Aborcji nie ma wpisanej do umowy koalicyjnej
Hasło aborcji w umowie koalicyjnej KO, Trzeciej Drogi i Lewicy pojawia się tylko w kontekście przywrócenia praw kobietom. Nie znalazła się w niej wzmianka o dostępie do nieskrępowanego zabiegu usuwania ciąży do 12 tygodnia, jak zapowiadał Donald Tusk. Część środowisk lewicowych wyraziła z tego powodu niezadowolenie w sieci. Wiadomo, że obietnica przedwyborcza nie została wpisana do umowy koalicyjnej ze względu na sprzeciw sporej części Trzeciej Drogi - przede wszystkim PSL.

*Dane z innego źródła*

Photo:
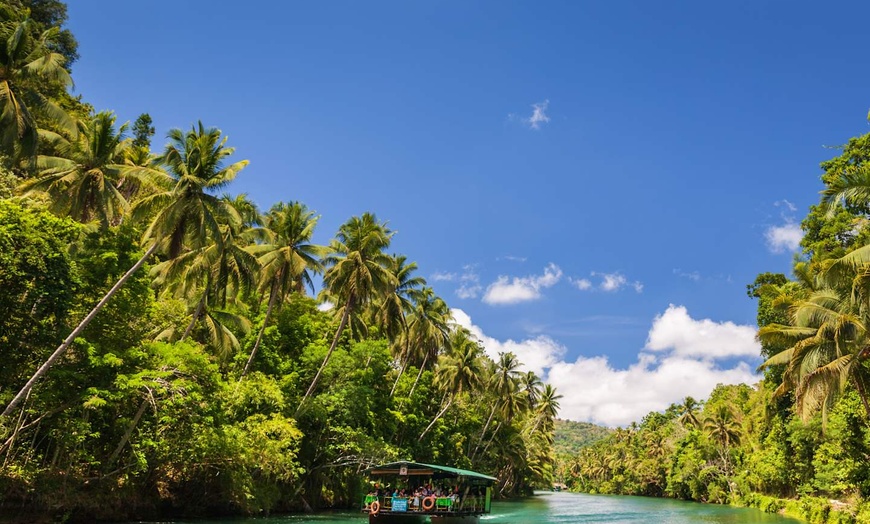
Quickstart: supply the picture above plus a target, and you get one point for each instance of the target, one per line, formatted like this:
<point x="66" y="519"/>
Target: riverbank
<point x="815" y="510"/>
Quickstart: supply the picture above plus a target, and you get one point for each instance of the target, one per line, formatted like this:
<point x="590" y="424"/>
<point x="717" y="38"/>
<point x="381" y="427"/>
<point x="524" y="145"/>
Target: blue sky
<point x="589" y="184"/>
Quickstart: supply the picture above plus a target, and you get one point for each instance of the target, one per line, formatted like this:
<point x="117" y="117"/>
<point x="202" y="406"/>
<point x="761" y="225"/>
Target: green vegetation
<point x="799" y="441"/>
<point x="160" y="354"/>
<point x="572" y="436"/>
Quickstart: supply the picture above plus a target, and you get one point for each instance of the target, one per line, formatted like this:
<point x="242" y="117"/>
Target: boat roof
<point x="433" y="470"/>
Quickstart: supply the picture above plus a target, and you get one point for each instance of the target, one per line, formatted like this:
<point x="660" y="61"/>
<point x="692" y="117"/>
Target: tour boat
<point x="411" y="492"/>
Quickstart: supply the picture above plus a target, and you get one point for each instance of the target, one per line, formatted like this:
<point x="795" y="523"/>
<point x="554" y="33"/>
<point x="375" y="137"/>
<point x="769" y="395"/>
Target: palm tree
<point x="397" y="305"/>
<point x="359" y="271"/>
<point x="531" y="384"/>
<point x="459" y="371"/>
<point x="428" y="330"/>
<point x="722" y="425"/>
<point x="504" y="384"/>
<point x="216" y="273"/>
<point x="827" y="344"/>
<point x="185" y="212"/>
<point x="84" y="177"/>
<point x="688" y="413"/>
<point x="547" y="411"/>
<point x="27" y="63"/>
<point x="288" y="258"/>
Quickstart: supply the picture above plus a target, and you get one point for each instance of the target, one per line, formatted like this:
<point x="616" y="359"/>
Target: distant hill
<point x="571" y="436"/>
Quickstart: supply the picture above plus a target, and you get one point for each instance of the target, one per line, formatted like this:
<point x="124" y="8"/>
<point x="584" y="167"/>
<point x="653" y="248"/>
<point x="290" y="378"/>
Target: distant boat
<point x="411" y="492"/>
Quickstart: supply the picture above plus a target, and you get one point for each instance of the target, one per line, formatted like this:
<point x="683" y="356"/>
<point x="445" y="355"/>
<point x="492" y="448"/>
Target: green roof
<point x="417" y="468"/>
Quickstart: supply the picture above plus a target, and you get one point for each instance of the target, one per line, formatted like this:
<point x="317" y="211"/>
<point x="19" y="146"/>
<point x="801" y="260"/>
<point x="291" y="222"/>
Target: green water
<point x="546" y="508"/>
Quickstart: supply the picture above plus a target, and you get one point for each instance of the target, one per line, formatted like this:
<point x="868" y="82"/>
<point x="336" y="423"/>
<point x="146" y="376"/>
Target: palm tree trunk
<point x="196" y="314"/>
<point x="422" y="367"/>
<point x="341" y="326"/>
<point x="129" y="432"/>
<point x="272" y="299"/>
<point x="489" y="443"/>
<point x="401" y="372"/>
<point x="72" y="336"/>
<point x="862" y="392"/>
<point x="434" y="420"/>
<point x="485" y="427"/>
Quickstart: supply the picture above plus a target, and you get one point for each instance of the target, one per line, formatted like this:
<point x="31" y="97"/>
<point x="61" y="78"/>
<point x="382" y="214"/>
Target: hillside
<point x="571" y="436"/>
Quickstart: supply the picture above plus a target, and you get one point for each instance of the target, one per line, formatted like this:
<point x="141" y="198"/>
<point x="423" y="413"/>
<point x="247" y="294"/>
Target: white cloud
<point x="691" y="275"/>
<point x="444" y="276"/>
<point x="536" y="354"/>
<point x="676" y="332"/>
<point x="469" y="283"/>
<point x="539" y="115"/>
<point x="582" y="284"/>
<point x="506" y="290"/>
<point x="784" y="238"/>
<point x="681" y="358"/>
<point x="610" y="282"/>
<point x="786" y="204"/>
<point x="593" y="390"/>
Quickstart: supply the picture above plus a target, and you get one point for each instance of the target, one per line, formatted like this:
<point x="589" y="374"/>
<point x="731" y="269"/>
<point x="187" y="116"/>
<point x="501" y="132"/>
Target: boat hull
<point x="393" y="518"/>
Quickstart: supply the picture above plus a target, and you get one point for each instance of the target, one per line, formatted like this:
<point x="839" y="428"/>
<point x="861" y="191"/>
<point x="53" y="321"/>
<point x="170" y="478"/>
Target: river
<point x="550" y="508"/>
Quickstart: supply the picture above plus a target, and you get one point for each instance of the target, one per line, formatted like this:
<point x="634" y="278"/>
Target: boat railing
<point x="469" y="504"/>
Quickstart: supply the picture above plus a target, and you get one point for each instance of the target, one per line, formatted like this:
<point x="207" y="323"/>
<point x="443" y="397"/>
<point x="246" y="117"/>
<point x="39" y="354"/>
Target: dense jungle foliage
<point x="800" y="439"/>
<point x="162" y="353"/>
<point x="572" y="436"/>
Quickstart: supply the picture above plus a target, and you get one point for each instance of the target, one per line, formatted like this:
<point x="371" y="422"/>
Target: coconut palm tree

Projekty Lewicy ws. aborcji
Dziś wystąpiły parlamentarzystki Lewicy, zapowiadając w Sejmie złożenie dwóch projektów ustaw: liberalizującej przepisy aborcyjne do 12 tygodnia ciąży oraz depenalizujące odpowiedzialność za pomoc przy aborcji. Na ostatniej inicjatywie skorzystałyby aktywistki, pomagające kobietom w "podziemiu" aborcyjnym. Katarzyna Kotula wyraziła nadzieję, że Szymon Hołownia, jeśli zostanie marszałkiem Sejmu, zajmie się ustawami Lewicy.
- Ustawa jest po to, aby kobiety nie umierały na porodówkach. Chcemy pomóc lekarzom. Gdy będziemy już formalnie posłankami, złożymy dwa projekty, tak jak obiecałyśmy - zapowiedziała Anna Maria Żukowska.